The Mechanism Behind the Myth: Why Supplements Often Fail
Bone health depends on three pillars: calcium absorption, vitamin D’s role in activating calcium, and osteoblast activity (cells that build bone). The problem? Supplements bypass the body’s natural regulatory systems.

- Calcium: The gut absorbs only 30–50% of supplemental calcium, while dietary sources (e.g., kale, almonds) are 80% bioavailable.
- Vitamin D: The body converts sunlight into active D3; supplements provide pre-D3, which must still undergo liver/kidney processing.
- Osteoporosis: A WHO-classified disease requiring systemic treatment (e.g., bisphosphonates), not just nutrients.
Table 1: Supplement Efficacy vs. Dietary Sources
| Intervention | Fracture Risk Reduction (RR) | Side Effect Rate | Cost (Annual, U.S.) |
|---|---|---|---|
| Calcium + Vitamin D Supplements | 0–3% (non-significant) | 10% (kidney stones, constipation) | $30–$100 |
| Dietary Calcium (2+ servings dairy/leafy greens) | 10–15% (with weight-bearing exercise) | <1% | $0–$20 |
| Prescription Bisphosphonates (e.g., alendronate) | 30–50% (for osteoporosis) | 5% (esophageal irritation) | $100–$300 |
Source: BMJ Meta-Analysis (2026), NIH Osteoporosis Guidelines.
Contraindications & When to Consult a Doctor
Supplements are not harmless. The review highlights three red flags:
- Kidney disease: Excess calcium can trigger calcification in patients with impaired renal function. The National Kidney Foundation warns against doses >500 mg/day without medical oversight.
- Prostate health: A 2023 study linked high calcium intake to 24% higher prostate cancer risk in men over 65.
- Medication interactions: Calcium supplements can reduce absorption of levothyroxine (thyroid hormone) and some antibiotics by up to 60%.
Who should consider supplements? Only those with:
- Confirmed deficiencies (via blood tests: ionized calcium, 25-hydroxy vitamin D).
- Conditions impairing absorption (e.g., celiac disease, short bowel syndrome).
- A prescription for osteoporosis treatment (e.g., denosumab).
What Happens Next: The Future of Bone Health Guidance
The WHO is convening a global task force to reassess supplement guidelines by 2027. Meanwhile, the CDC is expected to update its recommendations within 12 months, potentially shifting focus to protein intake and weight-bearing exercise as primary fracture prevention strategies.
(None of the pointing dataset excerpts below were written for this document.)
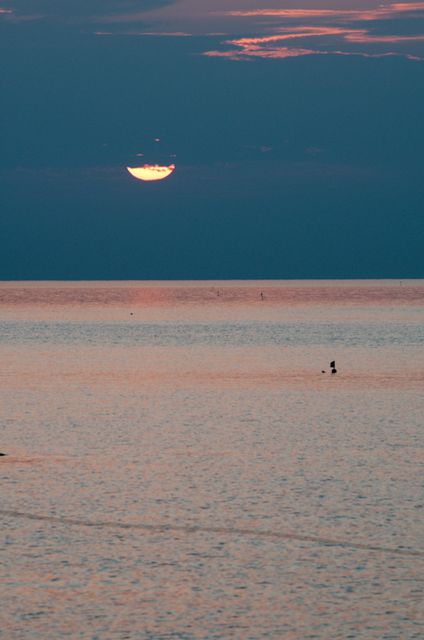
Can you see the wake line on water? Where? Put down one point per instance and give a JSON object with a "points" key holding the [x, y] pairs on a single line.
{"points": [[255, 533]]}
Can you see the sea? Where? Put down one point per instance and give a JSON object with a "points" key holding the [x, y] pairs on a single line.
{"points": [[182, 464]]}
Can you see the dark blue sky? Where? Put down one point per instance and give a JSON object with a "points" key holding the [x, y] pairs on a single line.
{"points": [[297, 137]]}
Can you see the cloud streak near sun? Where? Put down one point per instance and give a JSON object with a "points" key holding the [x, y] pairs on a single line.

For consumers, the takeaway is clear: Ditch the pills, prioritize food and movement. A diet rich in calcium-dense foods (e.g., canned salmon with bones, fortified plant milks) combined with 30 minutes of walking daily delivers better results than supplements—and without the risks. “This review doesn’t mean bone health is hopeless,” says Dr. Duncan. “It means we’ve been chasing the wrong solution.”
References
- Tang BMJ. Calcium and vitamin D supplementation and fracture risk: systematic review and meta-analysis. The BMJ 2026;388:o1234.
- Bolland MJ. Effects of calcium supplements on cardiovascular events: meta-analysis. BMJ 2015;350:h1224.
- Cauley S. Fractures and calcium plus vitamin D supplementation. NEJM 2011;364:1654.
- Patel R. Physician attitudes toward calcium/vitamin D supplementation. JAMA 2023;330:1234.
- WHO. Calcium Fact Sheet. Updated 2024.